Breaking News

Direktur CV. CMG Tuntut RSUD Cut Mutia Aceh Utara Bayar 133 Tabung Yang Telah Hilang

Foto: Gedung RSUD Cut Mutia Aceh Utara.
Aceh Utara - CV Citra Mandiri Gas menuntut pembayaran pada Rumah Sakit Umum Daerah (RSUD) Cut Mutia Buket Rata, Aceh Utara.

Informasi diperoleh lenteranasional.com dari Direktur CV. Citra mandiri Fuadi, kehilangan tersebut diperkirakan terjadi sekira bulan September Tahun 2020.

Dikatakan Fuadi, 133 tabung oksigen milik CV Citra Mandiri Gas hilang di Rumah Sakit Umum Daerah Cut Mutia Aceh Utara dengan rincian, 132 tabung besar dan 1 tabung kecil.

Atas kehilangan tersebut, Pihak Rumah Sakit Umum Daerah Cut Mutia mengaku akan membayar tabung yang hilang dimaksud. 

"Namun janji pihak RSUD CM hingga kini belum kunjung terwujud, malah berlarut-larut hingga dua tahun lamanya, (Semenjak Tahun 2020 hingga 2022," Ujar Direktur CV.Citra Mandiri Gas Fuadi kepada wartawan pada hari Kamis, 29 September 2022, di seputaran Bireuen.

Diungkapkan pula, pasca kejadian tersebut pihak Rumah Sakit di sana waktu itu malah membujuk dirinya untuk membantu pengusulan pengadaan tabung.

"Pihak rumah sakit Cut Mutia membujuk saya untuk dapat membantu mengusulkan pengadaan tabung oksigen kepada Pemerintah Kabupaten Aceh Utara, dengan dalih, dari dana pengadaan tabung tersebut nantinya digunakan pihak RS untuk membayar tabung yang hilang kepada dirinya.

Merasa Rumah Sakit Umum Darah Cut Mutia adalah mitra kerjanya, maka dia setuju, dengan catatan agar 'dana' tabung yang hilang secepatnya dilunasi pihak rumah sakit kepadanya.

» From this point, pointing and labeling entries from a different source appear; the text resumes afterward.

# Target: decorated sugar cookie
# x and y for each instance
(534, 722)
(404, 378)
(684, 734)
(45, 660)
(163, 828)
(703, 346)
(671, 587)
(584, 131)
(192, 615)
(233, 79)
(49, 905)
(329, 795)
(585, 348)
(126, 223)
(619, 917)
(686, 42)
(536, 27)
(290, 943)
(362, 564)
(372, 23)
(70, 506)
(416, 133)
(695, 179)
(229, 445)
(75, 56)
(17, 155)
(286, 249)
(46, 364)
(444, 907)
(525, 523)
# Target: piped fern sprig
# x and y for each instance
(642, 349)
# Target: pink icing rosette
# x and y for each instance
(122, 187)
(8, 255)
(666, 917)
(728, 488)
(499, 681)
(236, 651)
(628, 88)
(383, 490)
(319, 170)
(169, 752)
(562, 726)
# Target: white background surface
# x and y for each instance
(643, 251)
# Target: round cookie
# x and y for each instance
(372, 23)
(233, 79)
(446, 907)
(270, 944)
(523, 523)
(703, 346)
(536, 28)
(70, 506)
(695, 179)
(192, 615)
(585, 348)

Namun janji tinggal janji, yang terjadi malah sebaliknya, Pihak Rumah Sakit hingga kini masih terus mempermainkan Fuadi.

"Pihak Rumah sakit juga hanya mengiming-imingkan harapan yang sangat manis untuk melemahkan saya," ungkap Fuadi dengan nada kesal.

Bahkan pihak Rumah Sakit Umum Daerah Cut Mutia menghilangkan sejumlah dokumen yang ditandatangani nya hilang, terkesan ada berniat untuk tidak membayar hak Fuadi.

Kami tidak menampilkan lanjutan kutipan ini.